Step 3: Sanitize transcripts (CRITICAL — must do before archiving)

Before archiving, remove:

  • API keys, tokens, and authentication credentials
  • Personal contact information (emails, phone numbers)
  • Internal infrastructure details (hostnames, IPs)
  • Any sensitive environment variables

Use the sanitization script:

python3 scripts/sanitize_transcript.py \
  workspace/projects/<project-name>/session_transcript.jsonl \
  -o workspace/projects/<project-name>/session_transcript_sanitized.jsonl

The script redacts:

  • API keys (GitHub tokens, OpenAI keys, AWS credentials, etc.)
  • Email addresses
  • Phone numbers
  • IP addresses (IPv4 and IPv6)
  • Internal hostnames and AWS EC2 DNS names
  • Generic secrets and high-entropy tokens

Verify before proceeding:

# Run built-in tests to confirm redaction works
python3 scripts/sanitize_transcript.py --test

# Manual spot-check (look for any remaining sensitive data)
grep -iE '(token|key|password|email|phone|@|192\.168|10\.)' \
  workspace/projects/<project-name>/session_transcript_sanitized.jsonl || echo "No sensitive data found"

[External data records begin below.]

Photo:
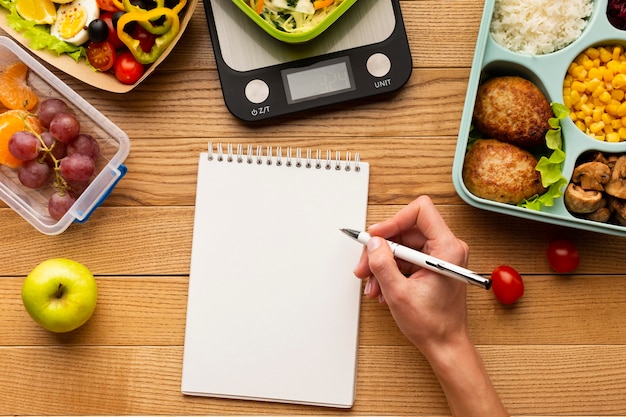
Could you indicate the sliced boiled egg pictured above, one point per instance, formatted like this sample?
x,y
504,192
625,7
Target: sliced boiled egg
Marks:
x,y
302,6
73,19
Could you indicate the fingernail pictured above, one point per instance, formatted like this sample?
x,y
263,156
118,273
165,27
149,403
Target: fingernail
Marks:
x,y
373,244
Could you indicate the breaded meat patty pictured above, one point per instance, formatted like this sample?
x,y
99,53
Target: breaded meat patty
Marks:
x,y
500,171
512,109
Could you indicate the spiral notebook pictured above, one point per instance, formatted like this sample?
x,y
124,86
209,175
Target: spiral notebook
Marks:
x,y
273,307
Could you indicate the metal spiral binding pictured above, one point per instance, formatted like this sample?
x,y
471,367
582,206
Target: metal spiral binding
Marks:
x,y
289,158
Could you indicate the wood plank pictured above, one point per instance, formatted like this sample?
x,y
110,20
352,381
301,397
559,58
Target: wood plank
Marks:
x,y
157,240
150,311
73,380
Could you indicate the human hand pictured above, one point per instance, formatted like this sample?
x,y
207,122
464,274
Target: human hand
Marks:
x,y
430,309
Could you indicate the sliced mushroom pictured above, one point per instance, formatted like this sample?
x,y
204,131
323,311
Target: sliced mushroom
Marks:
x,y
602,214
619,210
592,175
617,184
579,200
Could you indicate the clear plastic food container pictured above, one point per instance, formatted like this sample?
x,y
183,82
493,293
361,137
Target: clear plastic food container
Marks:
x,y
300,36
32,204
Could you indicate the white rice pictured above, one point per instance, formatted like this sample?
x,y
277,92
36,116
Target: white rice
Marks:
x,y
537,27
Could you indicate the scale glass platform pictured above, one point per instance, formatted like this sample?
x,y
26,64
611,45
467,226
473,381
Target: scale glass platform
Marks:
x,y
364,53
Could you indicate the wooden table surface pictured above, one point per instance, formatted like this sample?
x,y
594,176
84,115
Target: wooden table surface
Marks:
x,y
559,351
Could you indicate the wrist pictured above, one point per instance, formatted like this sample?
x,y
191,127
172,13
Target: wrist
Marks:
x,y
463,377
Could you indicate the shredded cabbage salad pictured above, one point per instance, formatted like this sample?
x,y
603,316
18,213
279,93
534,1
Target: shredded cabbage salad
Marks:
x,y
294,16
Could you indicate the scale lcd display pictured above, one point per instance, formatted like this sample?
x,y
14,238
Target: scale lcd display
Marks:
x,y
319,80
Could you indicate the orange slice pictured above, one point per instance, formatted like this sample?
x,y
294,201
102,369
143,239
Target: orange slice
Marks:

After verification, replace the original with the sanitized version:

mv workspace/projects/<project-name>/session_transcript_sanitized.jsonl \
   workspace/projects/<project-name>/session_transcript.jsonl

Step 4: Write ARCHIVE.md

Use the template below. Fill in decision rationale — this is the most valuable part for future retrospectives.

Step 5: Update MEMORY.md

Add a one-line summary to MEMORY.md: project name + status + link.

Step 6: Delete EFS session files (requires approval)

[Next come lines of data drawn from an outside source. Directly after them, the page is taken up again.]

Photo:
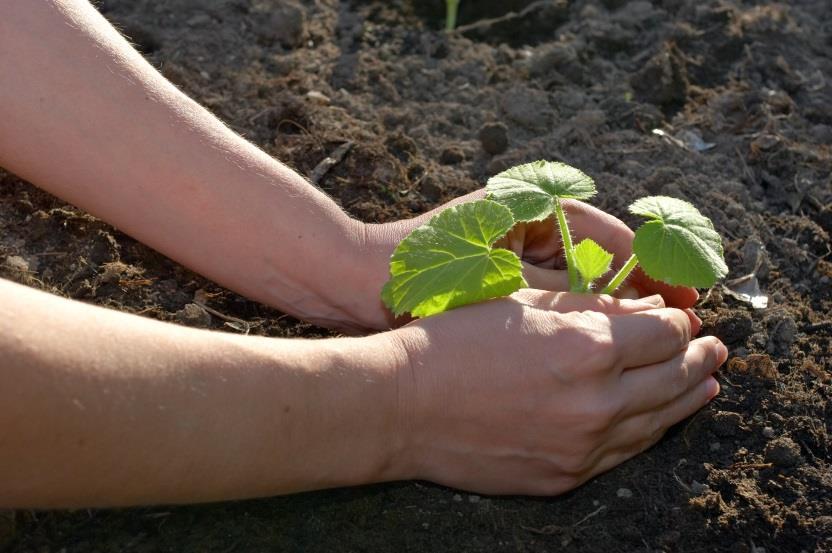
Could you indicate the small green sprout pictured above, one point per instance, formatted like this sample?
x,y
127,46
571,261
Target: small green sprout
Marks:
x,y
451,260
451,10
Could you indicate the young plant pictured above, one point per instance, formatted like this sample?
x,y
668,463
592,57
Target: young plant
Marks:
x,y
451,261
451,10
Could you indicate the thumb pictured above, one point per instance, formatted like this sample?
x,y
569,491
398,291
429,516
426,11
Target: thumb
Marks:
x,y
565,302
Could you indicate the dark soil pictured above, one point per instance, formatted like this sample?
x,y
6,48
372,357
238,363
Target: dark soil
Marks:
x,y
431,117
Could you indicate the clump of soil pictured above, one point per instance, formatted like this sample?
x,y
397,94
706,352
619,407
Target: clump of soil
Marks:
x,y
742,92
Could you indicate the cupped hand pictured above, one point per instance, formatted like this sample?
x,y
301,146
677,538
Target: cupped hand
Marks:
x,y
539,245
539,392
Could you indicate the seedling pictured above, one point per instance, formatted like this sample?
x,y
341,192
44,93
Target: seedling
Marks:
x,y
451,260
451,10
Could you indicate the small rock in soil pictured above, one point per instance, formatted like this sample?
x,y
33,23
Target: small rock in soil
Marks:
x,y
726,423
699,488
494,138
783,452
527,107
782,337
669,538
663,80
284,24
7,528
451,156
193,315
733,327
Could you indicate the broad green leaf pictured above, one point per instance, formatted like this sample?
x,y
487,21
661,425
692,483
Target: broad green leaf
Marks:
x,y
449,262
679,245
531,190
592,261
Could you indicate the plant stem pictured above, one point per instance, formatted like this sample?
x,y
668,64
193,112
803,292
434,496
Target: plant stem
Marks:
x,y
569,250
621,275
451,9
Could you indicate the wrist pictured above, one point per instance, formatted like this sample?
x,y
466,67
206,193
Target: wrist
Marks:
x,y
381,412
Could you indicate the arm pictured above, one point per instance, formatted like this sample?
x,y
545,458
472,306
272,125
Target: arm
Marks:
x,y
100,408
85,117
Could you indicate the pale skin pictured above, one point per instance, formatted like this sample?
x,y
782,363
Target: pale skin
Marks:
x,y
532,394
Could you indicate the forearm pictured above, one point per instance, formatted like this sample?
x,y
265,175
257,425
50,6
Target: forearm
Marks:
x,y
103,408
85,117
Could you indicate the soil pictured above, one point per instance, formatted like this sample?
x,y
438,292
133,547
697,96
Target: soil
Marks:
x,y
742,92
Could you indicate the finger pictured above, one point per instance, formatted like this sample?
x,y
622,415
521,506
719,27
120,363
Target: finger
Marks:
x,y
617,238
648,388
695,322
545,279
637,434
628,292
648,337
567,302
675,296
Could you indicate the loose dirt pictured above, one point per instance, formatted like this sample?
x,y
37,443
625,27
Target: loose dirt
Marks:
x,y
742,91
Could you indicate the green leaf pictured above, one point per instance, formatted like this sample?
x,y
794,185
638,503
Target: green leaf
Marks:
x,y
679,245
592,261
531,190
449,262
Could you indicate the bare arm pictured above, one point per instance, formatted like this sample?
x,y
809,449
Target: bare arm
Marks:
x,y
85,117
100,408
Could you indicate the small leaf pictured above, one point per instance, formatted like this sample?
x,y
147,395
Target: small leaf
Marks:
x,y
449,261
592,261
531,190
679,245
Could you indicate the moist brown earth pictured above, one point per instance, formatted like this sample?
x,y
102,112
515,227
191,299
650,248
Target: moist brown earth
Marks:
x,y
743,88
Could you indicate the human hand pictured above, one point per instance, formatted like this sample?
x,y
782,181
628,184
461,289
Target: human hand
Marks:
x,y
539,245
537,393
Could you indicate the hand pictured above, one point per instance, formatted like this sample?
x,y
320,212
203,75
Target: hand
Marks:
x,y
537,393
539,245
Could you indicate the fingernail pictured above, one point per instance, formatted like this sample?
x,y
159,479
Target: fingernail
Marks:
x,y
721,353
655,300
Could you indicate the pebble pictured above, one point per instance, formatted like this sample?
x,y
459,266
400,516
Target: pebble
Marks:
x,y
317,97
726,423
193,315
698,488
783,452
494,138
451,156
7,527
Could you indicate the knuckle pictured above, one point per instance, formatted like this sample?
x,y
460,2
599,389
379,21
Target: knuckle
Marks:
x,y
677,328
606,302
573,465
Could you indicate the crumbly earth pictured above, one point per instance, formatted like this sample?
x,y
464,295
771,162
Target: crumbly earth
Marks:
x,y
742,92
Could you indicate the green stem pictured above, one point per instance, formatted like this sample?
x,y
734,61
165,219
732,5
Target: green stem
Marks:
x,y
569,250
451,9
621,275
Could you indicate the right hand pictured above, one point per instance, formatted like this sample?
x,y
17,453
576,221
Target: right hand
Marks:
x,y
537,393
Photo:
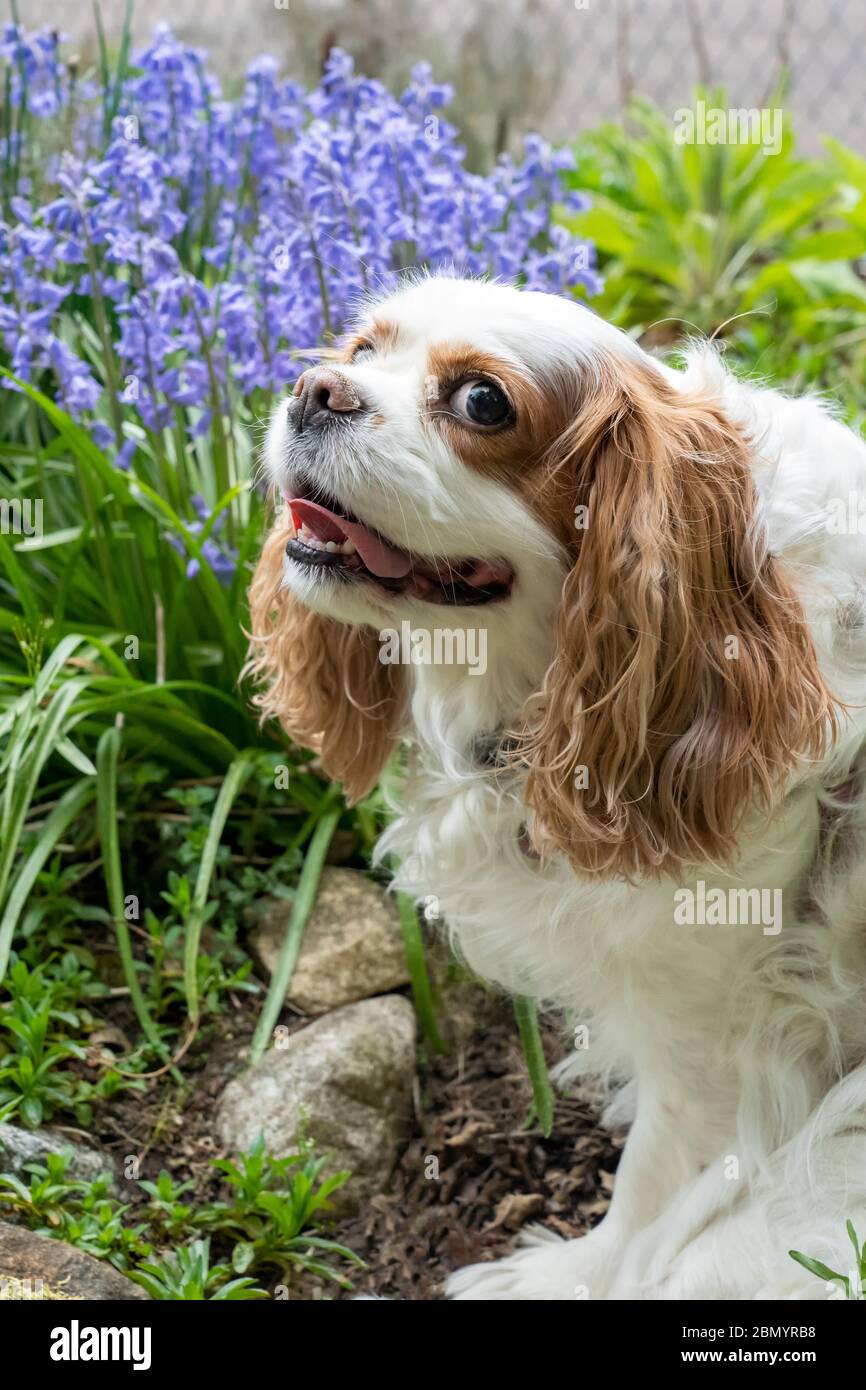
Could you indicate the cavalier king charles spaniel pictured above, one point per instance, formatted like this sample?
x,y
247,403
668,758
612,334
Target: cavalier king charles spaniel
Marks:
x,y
647,811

Before deleting any session files from EFS, ask the user:

"Can I delete the EFS session files for this project? They are already backed up in the archive."

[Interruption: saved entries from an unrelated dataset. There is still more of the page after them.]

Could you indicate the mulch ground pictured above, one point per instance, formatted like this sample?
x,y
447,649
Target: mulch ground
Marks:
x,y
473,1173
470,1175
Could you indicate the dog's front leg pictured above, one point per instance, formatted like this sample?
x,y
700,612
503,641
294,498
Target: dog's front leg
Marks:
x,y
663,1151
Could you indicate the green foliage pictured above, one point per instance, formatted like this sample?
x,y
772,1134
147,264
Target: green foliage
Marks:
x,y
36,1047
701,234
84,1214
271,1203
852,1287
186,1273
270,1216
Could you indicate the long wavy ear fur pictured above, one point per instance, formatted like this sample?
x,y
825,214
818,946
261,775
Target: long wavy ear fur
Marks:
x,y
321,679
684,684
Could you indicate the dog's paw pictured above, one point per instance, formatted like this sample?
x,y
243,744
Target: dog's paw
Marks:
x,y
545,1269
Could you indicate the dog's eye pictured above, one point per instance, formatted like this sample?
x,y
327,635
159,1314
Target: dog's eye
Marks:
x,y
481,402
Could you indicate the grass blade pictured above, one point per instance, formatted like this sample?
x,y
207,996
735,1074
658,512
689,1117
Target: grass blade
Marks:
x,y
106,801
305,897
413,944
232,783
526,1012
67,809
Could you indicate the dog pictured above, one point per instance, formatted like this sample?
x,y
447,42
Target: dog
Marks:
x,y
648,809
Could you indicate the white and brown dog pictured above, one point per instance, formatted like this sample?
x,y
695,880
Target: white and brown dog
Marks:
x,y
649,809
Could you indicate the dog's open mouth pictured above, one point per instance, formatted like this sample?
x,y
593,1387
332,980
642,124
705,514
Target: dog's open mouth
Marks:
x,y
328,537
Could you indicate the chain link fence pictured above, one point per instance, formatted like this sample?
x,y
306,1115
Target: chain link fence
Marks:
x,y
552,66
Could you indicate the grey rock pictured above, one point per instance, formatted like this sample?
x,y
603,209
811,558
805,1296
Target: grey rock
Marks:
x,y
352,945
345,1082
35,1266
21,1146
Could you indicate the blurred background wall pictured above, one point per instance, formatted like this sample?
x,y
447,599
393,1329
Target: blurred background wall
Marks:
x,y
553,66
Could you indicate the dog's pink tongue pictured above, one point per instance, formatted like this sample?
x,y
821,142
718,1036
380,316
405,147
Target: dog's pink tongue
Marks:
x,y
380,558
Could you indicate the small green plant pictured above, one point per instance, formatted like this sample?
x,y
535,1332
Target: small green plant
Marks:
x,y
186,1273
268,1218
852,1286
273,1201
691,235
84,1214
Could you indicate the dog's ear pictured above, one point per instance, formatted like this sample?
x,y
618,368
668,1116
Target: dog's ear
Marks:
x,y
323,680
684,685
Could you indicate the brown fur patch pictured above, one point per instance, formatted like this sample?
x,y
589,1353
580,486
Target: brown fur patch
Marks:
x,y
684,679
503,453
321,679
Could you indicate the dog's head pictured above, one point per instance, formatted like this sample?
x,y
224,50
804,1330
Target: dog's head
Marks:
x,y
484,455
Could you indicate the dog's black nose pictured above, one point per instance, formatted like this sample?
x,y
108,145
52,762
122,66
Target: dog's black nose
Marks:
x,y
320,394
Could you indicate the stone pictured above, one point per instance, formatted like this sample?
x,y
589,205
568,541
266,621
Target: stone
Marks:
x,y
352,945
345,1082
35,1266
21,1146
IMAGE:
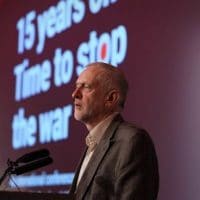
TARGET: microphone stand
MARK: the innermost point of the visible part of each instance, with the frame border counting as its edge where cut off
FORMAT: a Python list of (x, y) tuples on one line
[(9, 169)]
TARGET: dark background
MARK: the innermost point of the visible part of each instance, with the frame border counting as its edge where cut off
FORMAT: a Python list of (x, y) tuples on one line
[(161, 64)]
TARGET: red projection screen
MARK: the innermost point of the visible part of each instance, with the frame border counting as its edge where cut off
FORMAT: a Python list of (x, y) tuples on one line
[(44, 45)]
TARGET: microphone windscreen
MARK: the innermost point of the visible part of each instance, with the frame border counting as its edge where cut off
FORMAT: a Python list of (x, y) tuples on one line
[(32, 166)]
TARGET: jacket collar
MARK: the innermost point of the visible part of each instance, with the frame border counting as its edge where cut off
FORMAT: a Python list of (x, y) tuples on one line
[(95, 160)]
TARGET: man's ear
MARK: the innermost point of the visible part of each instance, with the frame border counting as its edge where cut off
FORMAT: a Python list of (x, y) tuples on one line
[(112, 98)]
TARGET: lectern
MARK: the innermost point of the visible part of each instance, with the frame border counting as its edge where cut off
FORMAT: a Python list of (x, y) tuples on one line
[(4, 195)]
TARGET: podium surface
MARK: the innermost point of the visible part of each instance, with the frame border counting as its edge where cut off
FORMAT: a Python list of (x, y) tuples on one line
[(5, 195)]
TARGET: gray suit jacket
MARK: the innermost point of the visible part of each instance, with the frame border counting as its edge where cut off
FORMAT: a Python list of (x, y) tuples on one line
[(123, 166)]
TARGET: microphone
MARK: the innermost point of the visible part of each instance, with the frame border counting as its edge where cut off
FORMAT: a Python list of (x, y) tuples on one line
[(32, 165), (33, 156)]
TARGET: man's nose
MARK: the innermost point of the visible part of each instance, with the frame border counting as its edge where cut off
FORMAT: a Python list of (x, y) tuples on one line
[(76, 93)]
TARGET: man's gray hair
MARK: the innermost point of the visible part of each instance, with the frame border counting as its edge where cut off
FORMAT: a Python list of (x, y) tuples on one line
[(113, 78)]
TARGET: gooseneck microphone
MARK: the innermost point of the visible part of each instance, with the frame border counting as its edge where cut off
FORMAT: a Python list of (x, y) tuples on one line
[(27, 163), (32, 165), (38, 154)]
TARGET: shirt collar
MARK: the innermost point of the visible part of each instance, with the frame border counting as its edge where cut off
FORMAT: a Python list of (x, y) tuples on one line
[(98, 131)]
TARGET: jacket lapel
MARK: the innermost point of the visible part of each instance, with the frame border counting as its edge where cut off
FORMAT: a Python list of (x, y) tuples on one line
[(97, 157), (74, 183)]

Only proceed if the user explicitly approves. Never auto-delete without asking.

If approved:

# Remove the main session transcript from EFS
rm -f "${SESSION_DIR}$(basename "$MAIN_SESSION_PATH")"

# Remove any child subagent session transcripts from EFS
for CHILD_ID in <child-session-ids>; do
  rm -f "${SESSION_DIR}${CHILD_ID}.jsonl"
done

If not approved, leave the EFS session files as-is.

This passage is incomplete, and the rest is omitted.